Spring had arrived — robins, crocuses, mud, the whole bit. But while other gardeners were planting (and joyfully anticipating future harvests), I was lamenting the sad fate that had befallen me: Because I'd recently moved from my suburban home to a city apartment, I had become a gardener without a garden.

By the middle of April, though, I'd found a salve for my sorrow . . . and, surprisingly enough, I found it on the roof of the food coop where I work. A 7' X 18' section over an addition to the building sloped slightly to the west, with an unobstructed southern exposure in the afternoon. "Aha," said I to my frustrated gardener self. "All I have to do is offset the slope somehow . . . fill a few of these plastic, five-gallon peanut butter tubs with dirt . . . and presto, instant garden!"

Well, as things turned out, there was just a tad more to it than that.

After making sure the roof was sound enough to hold the extra weight — about half a ton for what I had in mind — I leveled the surface by building up the sloping portion with four wooden pallets and some scrap lumber. Then I scrounged together a random collection of no-cost planting containers: The aforementioned peanut butter tubs, some three-gallon Japanese miso kegs, a wooden cantaloupe crate, and a variety of other recycled receptacles.

I knew that water retention is important for container-grown plants — especially when they're exposed to as much heat as the crops in my hot-tin-roof garden would face — so I was careful to use only plastic (or plastic-lined wooden) containers. (Clay or fiber pots would have dried out too quickly.) Also, for the same reason, I drilled only two or three drain holes in each receptacle.
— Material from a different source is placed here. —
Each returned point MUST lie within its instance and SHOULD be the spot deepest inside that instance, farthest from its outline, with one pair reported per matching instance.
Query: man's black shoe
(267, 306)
And I decided to use pure compost as the growing medium, because humus holds moisture much better than run-of-the-mill dirt or commercial potting soil.

Fortunately, the small city where I live composts its leaves and grass clippings, and lets anyone mine the resulting black gold, gratis. So I loaded the back of my station wagon with drain-hole-drilled containers, filled them at the municipal compost pile, traveled back to the co-op, lugged the heavy pots up two sets of stairs and out a second-story window, and positioned them in my garden-to-be — and then repeated the whole laborious process several times, shuttling back and forth (and down and up) until some twenty-odd casks of compost were in place.